Pew Poll Has Bad News For Neocons As More in U.S. Oppose Interventions
For the first time in 50 years, a majority of Americans wants the U.S. government to mind its own business internationally.
According to a new Pew Research poll that measures Americans' perception of their country's place in the world, 53% of Americans say the U.S. "should mind its own business internationally and let other countries get along the best they can on their own" and that the U.S. "plays a less important and powerful role as a world leader than it did a decade ago." Meanwhile, some 70% say the U.S. is less respected than in the past.
For those of us, including a huge majority of millennials, who are growing increasingly skeptical of the utility, and financial and mortal costs of war, this is welcoming news. There are also two key factors behind the poll that suggest reason for even more optimism.
While Americans want the U.S. less involved around the world militarily, the partners behind the Pew poll — the Council on Foreign Relations (CFR) — express nearly the opposite view. The CFR is an organization with a mix of foreign policy experts with a heavy interventionist bias and the support of large corporate and banking interests. In other words, they are the policy wonks who advocate intervention in wholesale, never having to admit that they were wrong, and their research is supported by corporations that profit from an aggressive foreign policy.
That same Pew poll shows that "By contrast, about twice as many CFR members say the U.S. does too little internationally as opposed to too much (41% vs. 21%); 35% say the U.S. does the right amount [emphasis added]." Americans were overwhelmingly opposed to U.S. intervention in Syria, yet a supermajority of CFR members supported it.
To those in power, there is no difference between military intervention and commercial relations abroad. But this isn't how Americans see it. Despite calls for their country to mind its own business, in the same poll two-thirds of Americans said greater U.S. involvement in the global economy would be a good thing.
This fact hasn't stopped the mainstream press from deeming Americans a bunch of retreating "isolationists."

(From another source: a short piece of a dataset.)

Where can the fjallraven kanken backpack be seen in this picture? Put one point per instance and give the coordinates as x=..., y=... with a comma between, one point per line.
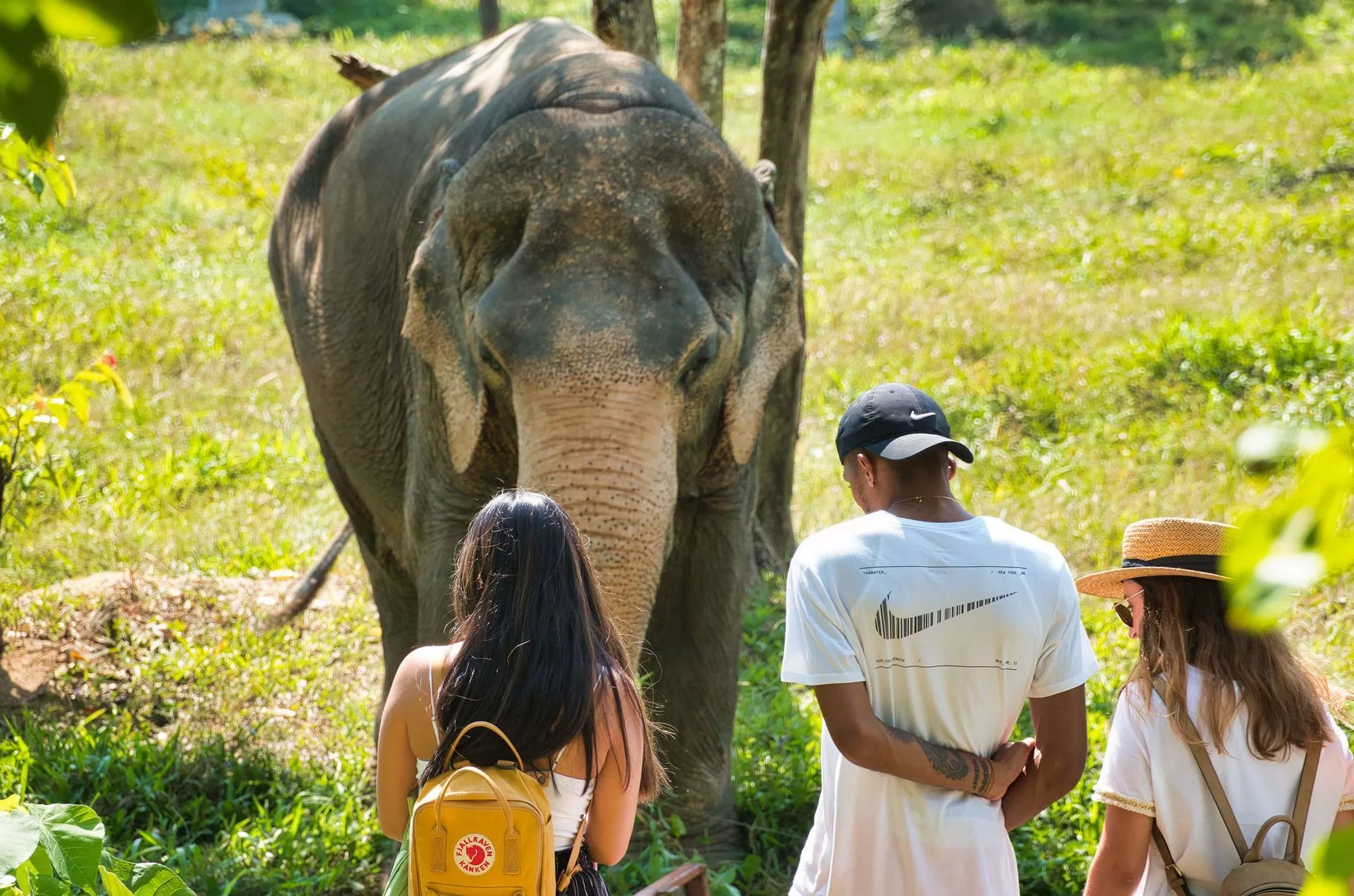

Ah yes, isolationism. Which brings me to the second key factor behind the poll. The smear of isolationism has been used for a century by warmongers as a straw man to dismiss any potential criticism. The Washington Post, commenting on this Pew poll, recently had a headline discussing this recent upsurge in "isolationism" and its implications.
But isolationism, like many political labels, is virtually meaningless. Properly understood, it is an ideology that favors no political and economic relations with the rest of the world. Is there any country that actually follows this policy? North Korea, the closest candidate, even talks with China and South Korea occasionally.
The Pew poll, thankfully, takes the time to make the distinction between isolationism and non-interventionism. Seventy-seven percent of Americans say "that growing trade and business ties between the United States and other countries are either very good (23%) or somewhat good (54%) for the U.S ... 66% say greater involvement in the global economy is a good thing because it opens up new markets and opportunities for growth."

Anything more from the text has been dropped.